Selon Global Forest Watch, qui gère une plateforme de surveillance des forêts en ligne, le Brésil est responsable de la destruction d’un tiers de toutes les forêts tropicales vierges déboisées sur la planète en 2019: 1,3 million d’hectares perdus [1].

Le gouvernement brésilien ignore ses propres lois. Le 16 juillet de cette année, elle a interdit l’usage du feu en Amazonie et au Pantanal pendant 120 jours. Cependant, les pyromanes agissent en toute impunité et les agences d’inspection sont mises au rebut. Le vice-président, le général Hamilton Mourão, se plaint qu’un employé anti-patriote de l’Inpe ait divulgué des informations… «Il y a quelqu’un à l’intérieur (de l’Inpe) qui s’oppose au gouvernement», a-t-il dit.
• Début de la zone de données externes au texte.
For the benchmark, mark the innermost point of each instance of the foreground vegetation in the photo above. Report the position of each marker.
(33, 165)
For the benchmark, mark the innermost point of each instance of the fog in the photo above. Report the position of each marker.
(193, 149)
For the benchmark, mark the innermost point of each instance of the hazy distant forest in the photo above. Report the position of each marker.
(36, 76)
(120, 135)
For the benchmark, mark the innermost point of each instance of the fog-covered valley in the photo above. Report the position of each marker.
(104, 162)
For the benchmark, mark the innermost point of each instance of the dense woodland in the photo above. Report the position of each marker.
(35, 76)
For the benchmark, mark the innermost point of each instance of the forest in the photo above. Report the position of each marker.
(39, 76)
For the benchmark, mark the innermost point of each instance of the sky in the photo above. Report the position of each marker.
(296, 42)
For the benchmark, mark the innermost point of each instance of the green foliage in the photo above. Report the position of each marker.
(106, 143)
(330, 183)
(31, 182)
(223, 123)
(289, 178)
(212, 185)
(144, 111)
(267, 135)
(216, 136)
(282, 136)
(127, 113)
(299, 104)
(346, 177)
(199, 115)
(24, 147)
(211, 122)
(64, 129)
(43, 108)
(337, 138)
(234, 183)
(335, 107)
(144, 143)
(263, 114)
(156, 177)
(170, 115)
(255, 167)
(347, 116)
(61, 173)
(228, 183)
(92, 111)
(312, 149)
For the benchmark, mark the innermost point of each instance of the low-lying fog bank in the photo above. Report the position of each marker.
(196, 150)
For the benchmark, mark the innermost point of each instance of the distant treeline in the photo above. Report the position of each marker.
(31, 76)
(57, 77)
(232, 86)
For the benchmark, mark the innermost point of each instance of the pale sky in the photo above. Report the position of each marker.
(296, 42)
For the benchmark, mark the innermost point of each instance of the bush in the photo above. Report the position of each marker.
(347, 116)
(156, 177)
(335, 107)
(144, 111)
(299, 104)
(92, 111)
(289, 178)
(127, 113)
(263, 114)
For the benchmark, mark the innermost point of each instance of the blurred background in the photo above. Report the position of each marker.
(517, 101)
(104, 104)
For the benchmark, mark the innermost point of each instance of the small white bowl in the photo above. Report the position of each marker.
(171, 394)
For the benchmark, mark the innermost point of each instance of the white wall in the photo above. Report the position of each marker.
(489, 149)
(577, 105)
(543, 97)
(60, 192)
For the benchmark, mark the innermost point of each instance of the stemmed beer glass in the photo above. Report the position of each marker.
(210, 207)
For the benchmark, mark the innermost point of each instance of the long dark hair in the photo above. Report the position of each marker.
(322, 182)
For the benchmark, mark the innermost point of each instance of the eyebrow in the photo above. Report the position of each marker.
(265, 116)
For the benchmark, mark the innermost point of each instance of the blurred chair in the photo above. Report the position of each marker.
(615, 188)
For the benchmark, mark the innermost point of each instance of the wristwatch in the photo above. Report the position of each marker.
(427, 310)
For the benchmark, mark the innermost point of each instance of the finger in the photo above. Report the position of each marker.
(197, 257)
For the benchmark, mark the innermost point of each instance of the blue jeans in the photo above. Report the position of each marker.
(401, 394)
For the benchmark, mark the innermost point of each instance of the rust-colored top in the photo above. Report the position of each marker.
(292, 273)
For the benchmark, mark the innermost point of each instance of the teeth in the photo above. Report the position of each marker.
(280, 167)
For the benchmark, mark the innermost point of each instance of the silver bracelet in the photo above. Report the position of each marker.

Il ne reste plus qu’à faire arrêter le satellite de l’organe qui détecte les incendies.

Cette année, la déforestation a augmenté de 34% en Amazonie brésilienne. Et le président d’insister: «Cette histoire selon laquelle l’Amazonie brûle sous l’effet des flammes est un mensonge», a-t-il déclaré lors d’une réunion virtuelle avec les chefs d’État sud-américains (Folha de S. Paulo, 16 septembre, p. B7).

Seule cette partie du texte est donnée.